Jury selection was underway when Sussex County Superior Court Judge Richard F. Stokes, prosecutors and defense attorneys learned that one potential juror openly spoke about the case with other potential jurors before entering the court room, and more than a dozen others overheard.
“Nobody is to talk about the case, period,” Stokes said, after calling the juror up front and asking anyone if they spoke with him or overheard what he said.
More than a dozen raised their hands that they had, and after they were questioned, the entire jury pool was dismissed. Jury selection will resume at 9:30 a.m. Wednesday, Sept. 11, at Sussex County Superior Court with a new jury pool.

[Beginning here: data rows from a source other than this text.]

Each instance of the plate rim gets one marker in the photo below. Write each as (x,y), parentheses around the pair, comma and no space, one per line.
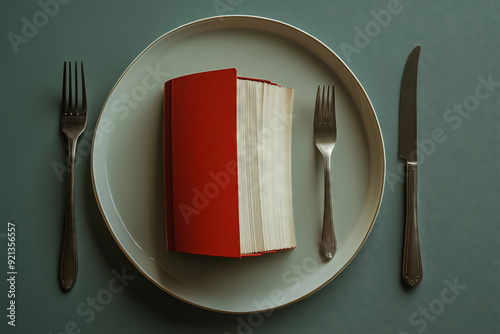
(331,53)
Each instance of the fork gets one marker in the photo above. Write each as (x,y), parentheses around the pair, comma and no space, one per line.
(73,123)
(325,136)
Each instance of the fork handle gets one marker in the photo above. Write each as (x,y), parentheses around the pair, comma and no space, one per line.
(412,263)
(68,258)
(328,239)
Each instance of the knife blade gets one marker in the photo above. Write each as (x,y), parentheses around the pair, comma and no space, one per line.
(412,263)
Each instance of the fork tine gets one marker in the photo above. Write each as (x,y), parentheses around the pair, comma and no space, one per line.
(76,88)
(84,94)
(328,115)
(317,118)
(332,106)
(63,108)
(70,100)
(324,114)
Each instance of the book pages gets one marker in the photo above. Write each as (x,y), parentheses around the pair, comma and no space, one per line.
(264,121)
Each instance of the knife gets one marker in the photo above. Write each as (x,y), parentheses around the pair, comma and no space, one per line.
(412,263)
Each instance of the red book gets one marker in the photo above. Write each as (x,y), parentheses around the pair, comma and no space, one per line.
(215,195)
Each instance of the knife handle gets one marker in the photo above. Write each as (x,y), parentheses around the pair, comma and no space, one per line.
(412,262)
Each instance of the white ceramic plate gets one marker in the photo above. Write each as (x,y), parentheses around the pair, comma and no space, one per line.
(127,163)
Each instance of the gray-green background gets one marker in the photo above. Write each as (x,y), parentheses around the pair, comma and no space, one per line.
(459,177)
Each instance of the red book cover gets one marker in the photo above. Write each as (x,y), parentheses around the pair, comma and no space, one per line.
(200,160)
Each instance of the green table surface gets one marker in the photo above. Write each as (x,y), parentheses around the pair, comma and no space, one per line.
(459,177)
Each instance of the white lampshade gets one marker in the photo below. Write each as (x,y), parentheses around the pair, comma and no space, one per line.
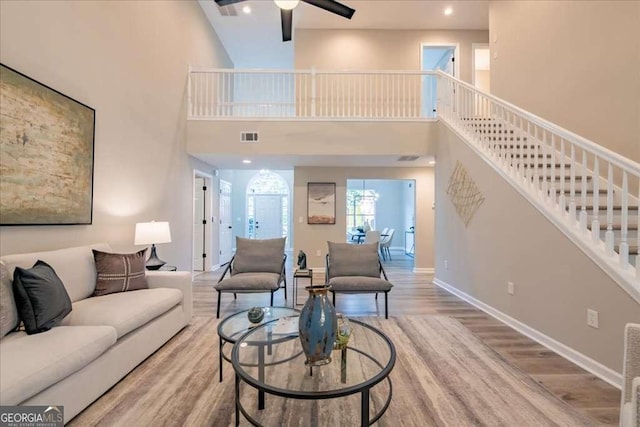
(148,233)
(286,4)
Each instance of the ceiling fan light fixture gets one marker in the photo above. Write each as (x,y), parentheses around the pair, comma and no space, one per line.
(286,4)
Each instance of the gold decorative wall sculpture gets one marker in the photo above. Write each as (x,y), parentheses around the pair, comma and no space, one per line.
(464,193)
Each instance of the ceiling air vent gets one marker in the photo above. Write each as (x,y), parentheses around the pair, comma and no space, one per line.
(228,10)
(249,136)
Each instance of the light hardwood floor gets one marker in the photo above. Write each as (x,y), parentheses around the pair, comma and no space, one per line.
(415,294)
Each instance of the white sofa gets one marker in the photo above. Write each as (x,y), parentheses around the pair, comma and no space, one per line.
(98,343)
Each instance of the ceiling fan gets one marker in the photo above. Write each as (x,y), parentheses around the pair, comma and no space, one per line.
(287,6)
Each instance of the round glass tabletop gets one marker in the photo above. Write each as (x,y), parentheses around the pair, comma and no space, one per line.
(270,358)
(232,327)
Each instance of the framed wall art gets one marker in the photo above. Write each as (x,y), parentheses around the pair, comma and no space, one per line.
(321,203)
(46,154)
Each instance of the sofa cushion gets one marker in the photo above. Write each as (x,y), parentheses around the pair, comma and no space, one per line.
(31,363)
(41,298)
(124,311)
(250,282)
(8,311)
(74,266)
(359,284)
(353,260)
(119,272)
(258,255)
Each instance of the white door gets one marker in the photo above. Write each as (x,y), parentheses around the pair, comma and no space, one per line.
(435,57)
(268,214)
(199,218)
(226,232)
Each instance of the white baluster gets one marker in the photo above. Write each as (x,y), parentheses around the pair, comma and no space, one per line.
(572,186)
(638,235)
(583,189)
(624,230)
(595,222)
(609,237)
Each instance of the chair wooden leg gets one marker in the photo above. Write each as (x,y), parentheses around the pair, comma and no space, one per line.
(218,311)
(386,306)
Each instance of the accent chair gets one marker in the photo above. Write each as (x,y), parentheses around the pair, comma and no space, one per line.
(356,269)
(257,266)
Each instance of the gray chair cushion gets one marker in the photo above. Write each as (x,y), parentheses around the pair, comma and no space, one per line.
(358,284)
(250,282)
(353,260)
(258,256)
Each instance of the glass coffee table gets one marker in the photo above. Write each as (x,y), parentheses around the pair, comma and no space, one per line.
(269,358)
(233,327)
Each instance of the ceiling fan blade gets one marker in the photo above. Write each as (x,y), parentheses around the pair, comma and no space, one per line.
(227,2)
(333,7)
(286,16)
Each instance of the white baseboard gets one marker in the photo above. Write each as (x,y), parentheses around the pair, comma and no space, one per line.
(596,368)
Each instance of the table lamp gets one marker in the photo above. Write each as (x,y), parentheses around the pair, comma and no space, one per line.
(150,233)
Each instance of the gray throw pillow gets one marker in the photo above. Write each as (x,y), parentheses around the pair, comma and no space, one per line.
(353,260)
(8,312)
(41,297)
(119,272)
(258,255)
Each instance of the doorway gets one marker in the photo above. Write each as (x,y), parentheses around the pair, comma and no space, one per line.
(436,56)
(267,206)
(226,228)
(202,222)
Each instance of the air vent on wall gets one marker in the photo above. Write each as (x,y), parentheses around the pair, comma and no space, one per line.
(228,10)
(408,158)
(249,136)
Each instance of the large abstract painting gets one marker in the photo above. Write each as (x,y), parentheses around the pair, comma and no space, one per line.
(46,154)
(321,203)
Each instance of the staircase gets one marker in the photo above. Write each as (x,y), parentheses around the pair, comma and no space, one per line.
(522,152)
(590,193)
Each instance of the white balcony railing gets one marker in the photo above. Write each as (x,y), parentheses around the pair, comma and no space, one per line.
(310,94)
(592,194)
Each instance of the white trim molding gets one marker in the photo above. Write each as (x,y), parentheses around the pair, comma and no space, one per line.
(596,368)
(428,270)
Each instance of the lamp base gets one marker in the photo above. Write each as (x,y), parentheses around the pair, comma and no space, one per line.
(154,263)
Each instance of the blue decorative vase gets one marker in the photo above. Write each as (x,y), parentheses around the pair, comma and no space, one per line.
(317,326)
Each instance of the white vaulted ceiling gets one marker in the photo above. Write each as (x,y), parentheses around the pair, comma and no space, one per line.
(254,40)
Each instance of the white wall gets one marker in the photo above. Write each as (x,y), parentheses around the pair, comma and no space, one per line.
(378,49)
(575,63)
(510,240)
(129,61)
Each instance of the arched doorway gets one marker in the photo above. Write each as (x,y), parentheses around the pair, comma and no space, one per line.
(267,206)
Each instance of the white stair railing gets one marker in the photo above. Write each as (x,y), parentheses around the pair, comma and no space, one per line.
(310,94)
(569,178)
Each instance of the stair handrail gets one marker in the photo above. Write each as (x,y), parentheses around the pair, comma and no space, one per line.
(618,159)
(467,111)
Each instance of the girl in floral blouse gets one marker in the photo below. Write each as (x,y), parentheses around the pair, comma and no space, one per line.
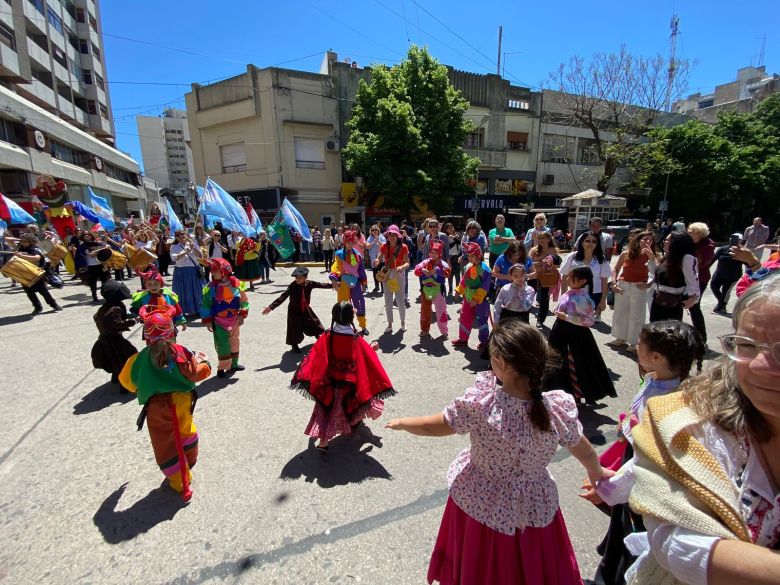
(583,371)
(502,523)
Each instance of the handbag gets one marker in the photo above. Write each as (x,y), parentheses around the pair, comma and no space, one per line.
(666,299)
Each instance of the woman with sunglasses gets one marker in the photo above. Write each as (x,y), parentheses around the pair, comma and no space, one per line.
(589,253)
(707,470)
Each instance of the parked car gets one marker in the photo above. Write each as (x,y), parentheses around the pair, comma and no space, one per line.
(620,228)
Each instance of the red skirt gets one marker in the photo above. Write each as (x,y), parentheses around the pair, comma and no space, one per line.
(469,553)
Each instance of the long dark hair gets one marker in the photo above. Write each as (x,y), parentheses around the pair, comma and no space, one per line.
(679,246)
(525,350)
(598,251)
(679,343)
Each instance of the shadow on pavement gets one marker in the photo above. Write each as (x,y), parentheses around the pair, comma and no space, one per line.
(215,384)
(289,362)
(592,421)
(102,397)
(10,320)
(345,462)
(391,342)
(432,346)
(159,505)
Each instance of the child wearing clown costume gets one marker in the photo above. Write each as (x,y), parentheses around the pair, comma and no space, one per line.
(474,287)
(164,375)
(433,272)
(223,310)
(348,277)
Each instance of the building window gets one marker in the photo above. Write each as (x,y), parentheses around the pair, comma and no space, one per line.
(309,153)
(518,104)
(59,55)
(38,5)
(233,157)
(7,37)
(55,21)
(517,140)
(474,139)
(558,148)
(12,132)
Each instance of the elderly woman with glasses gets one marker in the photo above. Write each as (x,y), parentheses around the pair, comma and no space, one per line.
(707,470)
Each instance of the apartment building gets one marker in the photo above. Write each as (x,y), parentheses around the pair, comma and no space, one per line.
(165,148)
(750,88)
(55,107)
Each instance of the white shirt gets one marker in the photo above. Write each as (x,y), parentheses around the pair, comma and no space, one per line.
(185,260)
(600,270)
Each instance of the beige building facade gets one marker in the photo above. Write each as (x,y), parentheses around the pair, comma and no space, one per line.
(269,134)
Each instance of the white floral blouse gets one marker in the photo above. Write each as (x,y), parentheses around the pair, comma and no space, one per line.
(501,480)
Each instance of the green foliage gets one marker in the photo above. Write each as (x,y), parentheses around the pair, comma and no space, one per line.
(407,128)
(724,174)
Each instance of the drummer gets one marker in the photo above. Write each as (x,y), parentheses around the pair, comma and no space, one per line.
(28,250)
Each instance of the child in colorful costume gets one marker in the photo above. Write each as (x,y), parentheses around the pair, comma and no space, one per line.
(223,310)
(156,294)
(474,287)
(301,319)
(343,374)
(164,375)
(433,272)
(111,351)
(349,277)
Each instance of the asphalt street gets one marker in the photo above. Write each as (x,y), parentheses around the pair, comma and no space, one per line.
(82,500)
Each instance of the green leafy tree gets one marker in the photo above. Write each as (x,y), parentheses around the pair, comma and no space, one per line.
(407,128)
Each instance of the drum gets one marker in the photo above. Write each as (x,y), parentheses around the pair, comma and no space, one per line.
(24,272)
(141,258)
(103,255)
(58,254)
(118,260)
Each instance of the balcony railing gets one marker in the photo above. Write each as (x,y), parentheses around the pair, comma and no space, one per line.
(491,157)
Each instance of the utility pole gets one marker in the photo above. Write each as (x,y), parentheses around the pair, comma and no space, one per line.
(674,27)
(500,34)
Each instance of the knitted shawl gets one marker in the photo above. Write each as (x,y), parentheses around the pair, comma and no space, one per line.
(679,482)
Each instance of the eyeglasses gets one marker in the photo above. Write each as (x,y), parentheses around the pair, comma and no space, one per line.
(744,349)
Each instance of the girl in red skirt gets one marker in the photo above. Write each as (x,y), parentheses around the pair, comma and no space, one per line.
(502,524)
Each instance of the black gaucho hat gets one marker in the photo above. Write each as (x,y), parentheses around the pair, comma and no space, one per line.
(300,271)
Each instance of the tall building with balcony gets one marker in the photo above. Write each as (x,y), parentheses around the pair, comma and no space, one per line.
(55,107)
(165,148)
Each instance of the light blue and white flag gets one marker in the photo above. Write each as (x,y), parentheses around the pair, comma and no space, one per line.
(216,202)
(173,220)
(102,209)
(293,219)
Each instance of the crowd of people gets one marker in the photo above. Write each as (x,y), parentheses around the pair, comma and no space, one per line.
(691,486)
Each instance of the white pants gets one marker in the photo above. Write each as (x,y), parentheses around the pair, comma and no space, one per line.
(400,296)
(630,312)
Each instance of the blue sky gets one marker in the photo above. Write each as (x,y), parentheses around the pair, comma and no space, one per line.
(155,49)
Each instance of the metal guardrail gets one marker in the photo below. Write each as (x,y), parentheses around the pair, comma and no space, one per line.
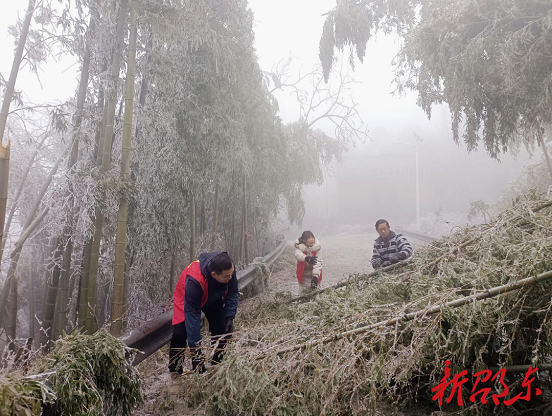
(157,332)
(418,236)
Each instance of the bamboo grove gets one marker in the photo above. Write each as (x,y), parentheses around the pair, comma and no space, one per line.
(172,145)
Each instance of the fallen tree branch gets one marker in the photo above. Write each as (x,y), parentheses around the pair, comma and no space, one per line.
(349,281)
(489,293)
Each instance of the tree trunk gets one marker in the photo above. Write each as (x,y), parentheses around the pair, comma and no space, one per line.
(12,310)
(5,315)
(117,305)
(10,88)
(61,306)
(13,207)
(4,175)
(173,267)
(243,249)
(105,151)
(31,302)
(545,151)
(215,220)
(49,308)
(192,228)
(83,284)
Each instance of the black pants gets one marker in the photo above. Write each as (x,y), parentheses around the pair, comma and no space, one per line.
(179,341)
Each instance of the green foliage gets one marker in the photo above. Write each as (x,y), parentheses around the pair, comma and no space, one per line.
(395,365)
(489,61)
(91,375)
(23,396)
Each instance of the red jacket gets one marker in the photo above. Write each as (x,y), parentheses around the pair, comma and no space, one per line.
(193,270)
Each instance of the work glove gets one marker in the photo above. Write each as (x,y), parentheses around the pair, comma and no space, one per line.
(229,325)
(314,282)
(198,360)
(394,258)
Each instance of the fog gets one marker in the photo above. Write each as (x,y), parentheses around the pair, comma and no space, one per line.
(376,179)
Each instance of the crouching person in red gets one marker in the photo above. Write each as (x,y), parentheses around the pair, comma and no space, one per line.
(208,285)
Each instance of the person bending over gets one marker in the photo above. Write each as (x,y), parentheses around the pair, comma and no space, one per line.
(207,285)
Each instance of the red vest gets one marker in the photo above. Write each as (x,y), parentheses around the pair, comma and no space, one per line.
(301,269)
(194,271)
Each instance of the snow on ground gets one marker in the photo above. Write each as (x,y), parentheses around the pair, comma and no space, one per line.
(342,254)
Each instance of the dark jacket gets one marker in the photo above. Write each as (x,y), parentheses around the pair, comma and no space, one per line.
(396,244)
(217,292)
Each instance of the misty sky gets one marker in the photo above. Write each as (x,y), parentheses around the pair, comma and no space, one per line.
(376,179)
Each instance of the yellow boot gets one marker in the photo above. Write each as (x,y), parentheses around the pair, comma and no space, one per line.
(174,383)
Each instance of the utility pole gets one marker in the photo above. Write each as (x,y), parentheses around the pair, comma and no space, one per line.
(415,145)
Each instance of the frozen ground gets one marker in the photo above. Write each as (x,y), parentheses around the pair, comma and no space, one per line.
(341,255)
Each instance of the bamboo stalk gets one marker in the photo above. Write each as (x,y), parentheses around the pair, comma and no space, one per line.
(4,175)
(489,293)
(192,228)
(10,88)
(117,305)
(105,152)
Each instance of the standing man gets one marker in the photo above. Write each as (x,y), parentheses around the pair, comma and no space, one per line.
(389,248)
(207,285)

State prosecutor Casey Ewart declined to comment on what was said. So did Conaway's defense attorney Joseph Hurley, who gave only a general description of what occurred.
“There was a procedural default with the jury,” Hurley said. “There are certain restrictions that prospective jurors are supposed to follow.”
Shortly before jury selection, a bespectacled Conaway arrived to court in a tailored blue suit flanked by attorney Natalie Woloshin and Hurley.
Conaway is facing first-degree rape after a woman said he forced her to have intercourse with her in June 2018 while at his Georgetown home. After a grand jury two months later indicted Conaway on first-degree rape, six other woman stepped forward leading to more charges that included second-degree rape, attempted second-degree rape and strangulation. Two second-degree rape charges date back to 2013 and 2014, while other incidents reportedly happened in 2018.
In a July Memorandum Opinion, Stokes ruled that there will be six separate trials against Conaway, despite the state's effort to hold one trial.